Quizá lo más peligroso de la idea es que amenaza con esquivar e incluso obstaculizar esfuerzos reales de cooperación internacional. La propuesta conlleva la pretensión de que la nueva institución desempeñe algunas de las principales funciones de Naciones Unidas, e incluso de que llegue a sustituirla en el futuro. De hecho, la propuesta surgió, en parte, a raíz de la frustración por la imposibilidad de conseguir que la ONU aprobase la invasión de Irak, y el temor a futuros enfrentamientos aún mayores en su seno. A muchos estadounidenses les parece que intentar impulsar una reforma seria de la ONU, como una ampliación del Consejo de Seguridad y un cambio de los mecanismos de toma de decisiones, sería una empresa demasiado lenta y de resultado incierto. Ikenberry y Slaughter defienden una organización con ciertos límites de actuación, que se centraría en la paz y en la seguridad mundiales, dejando que Naciones Unidas continúe trabajando en ámbitos como la educación, el desarrollo o la salud. Imaginan una coexistencia armoniosa entre ambas. Otros, como McCain, parecen esperar que la liga sea capaz de hundir a la ONU y sustituirla en todos los ámbitos. Krauthammer lo expresó sin demasiado tacto en una reciente entrevista: “Aparentemente, todo consiste en escuchar y reunirse con aliados, el típico rollo que propondría gente como John Kerry, con la diferencia de que aquí la idea que McCain no puede decir, pero yo sí, consiste en acabar con Naciones Unidas”.

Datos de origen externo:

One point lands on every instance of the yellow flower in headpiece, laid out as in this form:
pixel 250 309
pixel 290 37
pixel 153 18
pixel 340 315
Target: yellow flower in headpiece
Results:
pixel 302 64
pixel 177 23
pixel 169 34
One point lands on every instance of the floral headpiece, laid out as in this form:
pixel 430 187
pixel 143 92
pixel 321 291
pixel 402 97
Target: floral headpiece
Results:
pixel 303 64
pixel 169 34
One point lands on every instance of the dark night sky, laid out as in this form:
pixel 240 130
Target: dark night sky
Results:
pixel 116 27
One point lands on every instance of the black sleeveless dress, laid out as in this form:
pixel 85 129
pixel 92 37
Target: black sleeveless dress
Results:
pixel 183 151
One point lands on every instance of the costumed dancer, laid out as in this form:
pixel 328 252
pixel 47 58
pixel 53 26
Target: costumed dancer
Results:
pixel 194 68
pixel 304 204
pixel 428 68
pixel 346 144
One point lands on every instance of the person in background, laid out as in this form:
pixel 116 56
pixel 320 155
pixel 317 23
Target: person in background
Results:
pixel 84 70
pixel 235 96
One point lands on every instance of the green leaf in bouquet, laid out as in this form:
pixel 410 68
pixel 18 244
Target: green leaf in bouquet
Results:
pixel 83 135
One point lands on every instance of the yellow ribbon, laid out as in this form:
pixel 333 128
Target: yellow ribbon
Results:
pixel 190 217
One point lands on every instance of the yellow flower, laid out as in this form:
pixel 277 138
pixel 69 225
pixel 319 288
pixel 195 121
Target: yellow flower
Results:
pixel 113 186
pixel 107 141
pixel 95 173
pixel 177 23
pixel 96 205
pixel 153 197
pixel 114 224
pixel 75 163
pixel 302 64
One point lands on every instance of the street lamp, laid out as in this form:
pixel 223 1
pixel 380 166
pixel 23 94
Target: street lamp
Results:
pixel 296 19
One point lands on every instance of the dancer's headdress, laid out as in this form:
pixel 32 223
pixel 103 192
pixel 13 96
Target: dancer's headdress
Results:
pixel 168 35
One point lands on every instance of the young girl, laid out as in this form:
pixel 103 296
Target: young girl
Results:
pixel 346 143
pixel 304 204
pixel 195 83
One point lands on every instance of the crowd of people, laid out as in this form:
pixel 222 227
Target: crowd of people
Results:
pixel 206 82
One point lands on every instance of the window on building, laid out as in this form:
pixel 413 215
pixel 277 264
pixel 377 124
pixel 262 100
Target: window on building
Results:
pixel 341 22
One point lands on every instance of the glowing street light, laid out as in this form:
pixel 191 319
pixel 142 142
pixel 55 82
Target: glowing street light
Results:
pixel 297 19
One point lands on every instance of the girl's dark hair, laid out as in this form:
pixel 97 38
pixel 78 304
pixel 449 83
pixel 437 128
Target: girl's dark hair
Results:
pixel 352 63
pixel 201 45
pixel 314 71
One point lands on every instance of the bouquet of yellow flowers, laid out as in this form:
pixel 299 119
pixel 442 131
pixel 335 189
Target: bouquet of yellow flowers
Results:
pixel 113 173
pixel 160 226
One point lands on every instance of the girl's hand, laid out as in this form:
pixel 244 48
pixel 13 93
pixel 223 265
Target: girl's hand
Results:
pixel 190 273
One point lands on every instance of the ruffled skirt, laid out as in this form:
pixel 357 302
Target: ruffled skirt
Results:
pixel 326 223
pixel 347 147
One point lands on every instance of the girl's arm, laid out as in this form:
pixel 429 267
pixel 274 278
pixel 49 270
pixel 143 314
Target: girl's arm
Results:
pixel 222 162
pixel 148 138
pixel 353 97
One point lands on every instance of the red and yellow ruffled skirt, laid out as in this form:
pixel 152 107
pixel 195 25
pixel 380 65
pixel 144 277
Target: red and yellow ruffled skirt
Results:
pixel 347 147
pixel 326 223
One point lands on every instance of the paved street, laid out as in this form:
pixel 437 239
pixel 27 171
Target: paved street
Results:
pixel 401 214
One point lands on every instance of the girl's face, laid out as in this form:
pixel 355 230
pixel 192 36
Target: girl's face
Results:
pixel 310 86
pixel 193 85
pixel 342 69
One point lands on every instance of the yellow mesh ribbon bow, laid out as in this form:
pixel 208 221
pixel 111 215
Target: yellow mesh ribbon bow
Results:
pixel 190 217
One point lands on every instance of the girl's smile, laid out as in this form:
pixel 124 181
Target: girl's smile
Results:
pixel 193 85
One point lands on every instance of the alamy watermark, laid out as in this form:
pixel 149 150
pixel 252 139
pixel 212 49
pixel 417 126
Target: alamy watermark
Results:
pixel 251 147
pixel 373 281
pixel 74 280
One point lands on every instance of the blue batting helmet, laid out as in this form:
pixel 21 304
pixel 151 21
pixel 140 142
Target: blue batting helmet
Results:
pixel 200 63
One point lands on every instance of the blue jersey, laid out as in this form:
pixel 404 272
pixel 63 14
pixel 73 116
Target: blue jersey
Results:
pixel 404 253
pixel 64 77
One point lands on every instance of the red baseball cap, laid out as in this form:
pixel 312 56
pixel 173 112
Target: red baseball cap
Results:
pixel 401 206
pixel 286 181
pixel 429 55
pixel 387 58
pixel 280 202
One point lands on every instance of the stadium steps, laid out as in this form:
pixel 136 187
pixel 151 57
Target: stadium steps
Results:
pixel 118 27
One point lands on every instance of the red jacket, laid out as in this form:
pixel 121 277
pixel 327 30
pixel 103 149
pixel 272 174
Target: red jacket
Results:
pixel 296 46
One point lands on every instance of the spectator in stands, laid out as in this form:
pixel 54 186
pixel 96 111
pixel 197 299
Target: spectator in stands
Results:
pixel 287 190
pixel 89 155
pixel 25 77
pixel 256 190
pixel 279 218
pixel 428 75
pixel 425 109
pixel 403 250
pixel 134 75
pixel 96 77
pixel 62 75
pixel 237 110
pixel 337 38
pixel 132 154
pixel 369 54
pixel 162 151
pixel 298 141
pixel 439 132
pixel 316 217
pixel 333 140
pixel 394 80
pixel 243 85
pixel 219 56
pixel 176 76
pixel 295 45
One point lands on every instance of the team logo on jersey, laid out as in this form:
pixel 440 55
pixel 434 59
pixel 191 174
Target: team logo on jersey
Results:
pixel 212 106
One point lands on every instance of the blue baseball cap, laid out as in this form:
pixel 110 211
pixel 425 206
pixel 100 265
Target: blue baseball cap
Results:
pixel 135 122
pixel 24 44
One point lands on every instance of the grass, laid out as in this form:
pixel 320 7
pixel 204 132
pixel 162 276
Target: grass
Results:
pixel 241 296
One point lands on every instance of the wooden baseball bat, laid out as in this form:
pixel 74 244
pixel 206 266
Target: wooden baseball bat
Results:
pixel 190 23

Pocos se apuntarían a una iniciativa cuyo objetivo implícito es debilitar y, en último término, demoler a la ONU, para sustituirla por un organismo menos universal. Es precisamente su universalidad, por inoperante que pueda resultar, lo que tanto se valora en muchos países y lo que la liga destruiría. Es poco probable que este concierto llegue a crearse, incluso aunque el próximo presidente estadounidense fuera un firme partidario. Washington puede lograr ciertos avances presionando a otros países, pero las reticencias de las demás democracias seguramente sean considerables. En 2000, ya se realizó un ingente esfuerzo para poner en marcha la poco conocida Comunidad de Democracias. Entonces, EE UU gozaba de una buena imagen en el mundo, y aquella institución era mucho menos ambiciosa, pero aún así no prosperó. Está claro que en la política exterior estadounidense hacen falta nuevas ideas. La mala prensa internacional de EE UU está resultándole tremendamente dañina, y los problemas del planeta (el cambio climático, el precio de los alimentos, la energía o la salud) no hacen sino multiplicarse. Sin duda, los llamamientos para que se cree un Concierto de Democracias son bienintencionados, pero no dejan de estar asociados a unas costumbres y preferencias estadounidenses que pocos quieren, o siquiera aprecian.

 

¿Algo más?
El llamamiento para la creación de una Liga de Democracias se encuentra en el informe final del Proyecto Princeton sobre Seguridad Nacional, codirigido por G. John Ikenberry y Anne-Marie Slaughter Forging a World of Liberty under Law: U.S. National Security in the 21st Century (The Woodrow Wilson School of Public and International Affairs, Princeton, 2007). Ivo Daalder y James Lindsay secundan la idea en ‘Democracies of the World, Unite’ (The American Interest, noviembre/diciembre, 2006). Robert Kagan apoya la creación de una liga en ‘The Case for a League of Democracies’ (Financial Times, 13 de mayo, 2008). Para ver una muestra de las reacciones fuera de EE UU a la idea, lea ‘This Mini-League of Nations Would Cause Only Division’ (The Guardian, 27 de mayo, 2008), de Shashi Tharoor; ‘Obamamania Infects Germany’ (Der Spiegel, 26 de mayo, 2008), de Ralf Beste, y ‘Why McCain’s Big Idea Is a Bad Idea’ (Financial Times, 5 de mayo, 2008), de Gideon Rachman.